In [68]:
import pandas as pd

Load everything we need first.

Reminder: Download the latest 'data' folder from Teams and replace yours before start working.

In [69]:
df_influent = pd.read_parquet('data/raw-data/Influent_2023.parquet')
df_oxygen_A = pd.read_parquet('data/raw-data/oxygen_a_2023.parquet')
df_oxygen_B = pd.read_parquet('data/raw-data/oxygen_b_2023.parquet')
df_ammonium = pd.read_parquet('data/raw-data/ammonium_2023.parquet')
df_nitrite = pd.read_parquet('data/raw-data/nitrate_2023.parquet')
df_phosphate = pd.read_parquet('data/raw-data/phosphate_2023.parquet')
df_effluent = pd.read_excel('data/raw-data/effluent_2023.xlsx')
df_weather = pd.read_csv('data/weather-data/weather_2023.csv', sep=',')

Check the year of these dataframes are 2023, and see their columns names & records frenquency.

In [70]:
# influent data - recorded every minute
# df_influent.head()

# oxygen data (A & B) - need to be merged (take the average) first - recorded every minute
# df_oxygen_A.head()
# df_oxygen_B.head()

# chemical data (ammonium, nitrite, phosphate) - recorded every minute
# df_ammonium.head()
# df_nitrite.head()
# df_phosphate.head()

# effluent data - recorded every 15 minutes
# df_effluent.head() 15min

# weather data - recorded every hour
df_weather.head()

Unnamed: 0,Timestamp,PrecipitationAmount,Temperature
0,2023-01-01 00:00:00,0,15.3
1,2023-01-01 01:00:00,0,14.6
2,2023-01-01 02:00:00,0,15.0
3,2023-01-01 03:00:00,0,14.7
4,2023-01-01 04:00:00,0,14.1


In [71]:
# keep the columns we need and rename them
a_clean = df_oxygen_A[['datumBeginMeting', 'hstWaarde']].rename(columns={'hstWaarde': 'oxygen_a'})
b_clean = df_oxygen_B[['datumBeginMeting', 'hstWaarde']].rename(columns={'hstWaarde': 'oxygen_b'})

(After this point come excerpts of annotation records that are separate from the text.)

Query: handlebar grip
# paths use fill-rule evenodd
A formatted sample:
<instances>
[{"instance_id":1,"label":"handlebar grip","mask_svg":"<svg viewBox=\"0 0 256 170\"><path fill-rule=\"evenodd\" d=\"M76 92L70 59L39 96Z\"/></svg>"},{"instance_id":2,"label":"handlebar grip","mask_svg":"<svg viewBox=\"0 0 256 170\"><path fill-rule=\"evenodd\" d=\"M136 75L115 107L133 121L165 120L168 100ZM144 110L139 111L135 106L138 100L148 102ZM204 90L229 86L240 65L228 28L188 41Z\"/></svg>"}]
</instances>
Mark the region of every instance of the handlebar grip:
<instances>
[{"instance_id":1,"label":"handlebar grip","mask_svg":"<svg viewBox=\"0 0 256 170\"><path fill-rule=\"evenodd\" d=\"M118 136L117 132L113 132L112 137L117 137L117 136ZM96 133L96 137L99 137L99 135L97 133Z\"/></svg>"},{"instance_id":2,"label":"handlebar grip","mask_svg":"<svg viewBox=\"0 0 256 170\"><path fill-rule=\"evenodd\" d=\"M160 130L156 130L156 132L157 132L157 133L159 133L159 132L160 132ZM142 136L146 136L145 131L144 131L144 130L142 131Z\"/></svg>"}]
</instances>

# merge two oxygen dataframes on 'datumBeginMeting'
df_oxygen = pd.merge(a_clean, b_clean, on='datumBeginMeting', how='inner')

# convert to numeric
df_oxygen['oxygen_a'] = pd.to_numeric(df_oxygen['oxygen_a'], errors='coerce')
df_oxygen['oxygen_b'] = pd.to_numeric(df_oxygen['oxygen_b'], errors='coerce')

# take the average of the two oxygen columns
df_oxygen['oxygen_avg'] = (df_oxygen['oxygen_a'] + df_oxygen['oxygen_b']) / 2

df_oxygen.head()

Unnamed: 0,datumBeginMeting,oxygen_a,oxygen_b,oxygen_avg
0,2023-01-01 00:00:00,1.663,0.777,1.22
1,2023-01-01 00:01:00,1.789,0.982,1.3855
2,2023-01-01 00:02:00,2.105,1.189,1.647
3,2023-01-01 00:03:00,2.271,1.266,1.7685
4,2023-01-01 00:04:00,2.168,1.403,1.7855


In [72]:
influent_clean = df_influent[['datumBeginMeting', 'hstWaarde']].rename(columns={'hstWaarde': 'Influent'})
oxygen_clean = df_oxygen[['datumBeginMeting', 'oxygen_avg']].rename(columns={'oxygen_avg': 'Oxygen'})
ammonium_clean = df_ammonium[['datumBeginMeting', 'hstWaarde']].rename(columns={'hstWaarde': 'Ammonium'})
nitrate_clean = df_nitrite[['datumBeginMeting', 'hstWaarde']].rename(columns={'hstWaarde': 'Nitrate'})
phosphate_clean = df_phosphate[['datumBeginMeting', 'hstWaarde']].rename(columns={'hstWaarde': 'Phosphate'})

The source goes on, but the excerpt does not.